FRIENDS: A MOLECAGEM TARDIA



Nei Duclós

Friends, sitcom de David Crane e Marta Kauffman, é uma república mista de adolescentes tardios, que adiam a maturidade protegendo mutuamente, por meio de molecagens, seus hábitos infantis sobreviventes na sociedade do espetáculo e do consumo. Todos se unem contra adventícios, ameaça à solidez do grupo e que podem introduzir uma cunha fatal no comportamento neurótico, aparentemente confortável. Há uma gradação da irresponsabilidade cultivada numa vida que deveria ser adulta.

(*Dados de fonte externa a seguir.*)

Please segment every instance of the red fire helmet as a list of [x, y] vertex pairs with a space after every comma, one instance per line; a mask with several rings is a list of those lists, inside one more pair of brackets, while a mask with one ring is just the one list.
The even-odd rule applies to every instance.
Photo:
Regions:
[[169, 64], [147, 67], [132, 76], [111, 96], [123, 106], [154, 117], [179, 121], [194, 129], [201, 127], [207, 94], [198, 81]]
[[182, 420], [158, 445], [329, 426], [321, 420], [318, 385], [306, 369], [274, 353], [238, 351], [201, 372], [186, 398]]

O mais baixo escalão dessa situação limite que encantou o público de 1993 a 2004 e é reprisada todos os dias no canal da Warner, é Ross (David Schwimmer), que desmoraliza a formação acadêmica (é palentólogo) com uma obsessão ególatra faminta de apoio e afirmação a cada gesto. Trapalhão, não assume a paixão por Rachel por ser sinônimo de casamento e filhos. Circula ao redor da amada dispersando-se em casos sem futuro e a toda hora se entregando a regressões. Ele ainda acredita que seu cãozinho Chi chi foi realmente para o sitio, como mentiram seus pais, e não morreu, como de fato aconteceu.

Um grau acima, igualmente naif, é Phoebe (Lisa Kudrow), ex-menina de rua que combina uma burrice posuda com um cinismo hilário. Pretendendo ser correta para contrabalançar seu passado de transgressões, empresta a barriga para uma parente ter um filho e é uma espécie de guardiã do espírito do grupo, não admitindo defecções.  Acha que faz música, para desespero dos ouvintes e finge que não vê o desconforto que causa com seu comportamento compulsivo.

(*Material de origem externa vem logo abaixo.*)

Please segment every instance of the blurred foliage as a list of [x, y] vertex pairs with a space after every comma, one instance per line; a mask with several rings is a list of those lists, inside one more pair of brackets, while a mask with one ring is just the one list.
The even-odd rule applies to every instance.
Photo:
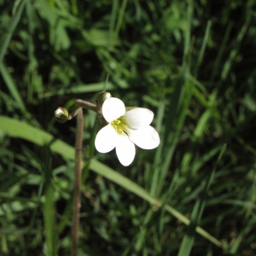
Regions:
[[0, 0], [0, 255], [70, 254], [76, 121], [53, 113], [93, 102], [108, 74], [161, 143], [121, 166], [84, 111], [79, 255], [255, 255], [255, 7]]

Na sequência vem Joey (Matt LeBlanc), um idiota fortudo eternamente em testes de interpretação, que cai em tentação homossexual com Ross como representação dessa fuga permanente da relação com consequências, como a reprodução (pelo menos é assim que é colocado no sitcom). Joey é a ignorância ágrafa, não lê nada e age intuitivamente, o que consolida a postura da equipe em relação à impermeabilidade ao mundo exterior. Aparentemente todo o grupo é in, mas no fundo formaram uma barreira que impede qualquer mudança de atitude coletiva.

Rachel tem um pé no amadurecimento, mas a toda hora é puxada para a infantilidade. Disputa guloseimas roubadas com outros elementos do grupo, finge que não se abala com a ruptura com Ross, tateia uma atividade remunerada como garçonete trapalhona do Central Perk, o bar onde todos se encontram etc. Rachel é a bonitinha da classe e mantém seu impasse amoroso tentando ser conselheira do amado perdido disfarçado em pura amizade. Ela exerce o papel de convencimento grupal, de que todos estão a fim de sair daquela situação, mas no fundo gostam e fazem tudo para permanecer no atraso.

Chandler (Matthew Perry) parece ser o mais equilibrado, mas faz concessões a todas as cretinices dos seus companheiros, servindo de escada para a falsidade dos namoros, até cair nos braços da líder de Friends, a chef Monica (Courteney Cox), enfim uma relação amorosa duradoura que rompe o círculo granítico da república interminável. É hora de desfazer o acordo e todos vão para seu lado. Chegam os casamentos, os filhos e a maturidade. A neurose hilária permanece como um momento da vida em que a cidadania desfeita pelo conforto acha que pode dribar a barra pesada da vida.

A vida não faz graça com ninguém. Não adianta se enquadrilhar. Nem se agarrar à síndrome de Peter Pan, que se recusava a crescer. O sucesso da série tem a ver com essa identificação com multidões de adultos e ainda saudosos da infância. Mas também com a arte da comédia baseada em alguns cânones. Phobe tem tudo de Stan Laurel, com seu ar permanente de pisco-ísco poético e atrapalhado. Joey, Ross e Chandler são uma espécie de Três Patetas que vivem grudados se agredindo mutuamente. Monica é a chance do pastelão, a comédia tradicional que usa a comida para lambuzar a cara dos protagonistas. Rachel é a graça da comédia romântica, que se mantém à parte de quem mais ama exatamente por estar próximo demais, e no fim acaba se rendendo às evidências dessa relação que parece ser de berço.